Cross-linking and binding experiments have been used to study the requisite interaction between neurotrophic factors and specific cell surface receptors (Chao, (1990)). Two binding affinities, one high, the other low, have been described for NGF (A. Sutter et al., J. Biol. Chem. 254:5972-5982 (1979)) and BDNF (A. Rodriguez-Tebar and Y.-A. Barde, Nature 8:3337-3342 (1988)) in sensory neurons, although the molecular nature of the high binding affinity has remained obscure. A cDNA encoding a 75 kd (gp75.sup.NGFR) receptor that binds NGF at low affinity has been cloned (D. Johnson et al., Cell 47:545-554 (1986); Radeke et al., (1987)). The recent work of Kaplan et al., (1991 and 1991)) also described in U.S. application Ser. No. 07/668,298 and Klein et al., (1991)) has shed new light on the identity and signal-transducing mechanism of the NGF receptor. Gp 140.sup.proto-trk exhibited low affinity equilibrium binding, while expression of gp75.sup.proto-trk and gp 140.sup.proto-trk in the same cell membrane regenerated a biphasic Scatchard profile similar to that seen in sensory neurons and PC12 cells. Thus, functional high affinity NGF receptors appear to require both gp 75.sup.NGFR and the trk tyrosine kinase receptor (Kaplan et al., (1991); Hempstead et al., (1991)). Applicants have been led by their own prior work to examine whether the evolutionary cousin of trk, trkB, also serves as a receptor for neurotrophic factors (see also D. Soppets et al., Cell 65:985-903 (1991)).
The present invention relates, in part, to a complex comprising NGF ligand and the trk proto-oncogene receptor. It is demonstrated herein that direct binding of NGF to trk receptor leads to tyrosine phosphorylation and tyrosine kinase activity in response to NGF exposure in trk expressing cells. Knowledge of the trk physiological receptor and cognate NGF complex permits nerve growth and regeneration to be studied.

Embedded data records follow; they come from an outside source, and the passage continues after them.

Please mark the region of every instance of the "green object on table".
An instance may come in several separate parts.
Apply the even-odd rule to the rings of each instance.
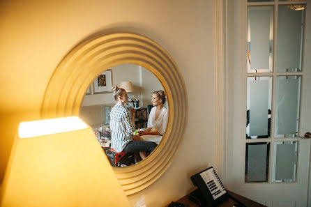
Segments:
[[[136,131],[135,131],[134,132],[132,132],[133,135],[137,135],[138,134],[138,130],[137,130]]]

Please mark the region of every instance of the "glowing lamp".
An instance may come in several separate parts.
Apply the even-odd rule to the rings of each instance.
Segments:
[[[21,123],[0,206],[130,206],[92,130],[78,117]]]

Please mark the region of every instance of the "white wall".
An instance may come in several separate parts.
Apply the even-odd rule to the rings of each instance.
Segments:
[[[135,204],[144,195],[146,206],[165,206],[193,189],[190,176],[213,164],[212,0],[0,3],[0,179],[18,121],[40,118],[46,86],[63,57],[96,31],[127,31],[150,38],[170,54],[189,100],[188,124],[174,162],[129,199]]]

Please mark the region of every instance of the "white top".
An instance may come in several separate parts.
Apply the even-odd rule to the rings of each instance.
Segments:
[[[156,107],[152,107],[149,118],[148,118],[148,127],[151,128],[151,132],[159,132],[161,135],[164,135],[167,125],[167,121],[169,119],[167,109],[165,107],[162,107],[161,112],[156,120]]]

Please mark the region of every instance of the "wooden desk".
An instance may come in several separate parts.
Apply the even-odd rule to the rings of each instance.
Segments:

Furthermore, the demonstration of NGF-trk receptor complexes offers methods for identifying related tyrosine kinase receptors providing additional neurotrophic-factor pairs. The invention further relates to a similar complex comprising the ligand NT-3 or BDNF complexed with trkB receptor, which complex can be isolated using the methods disclosed herein.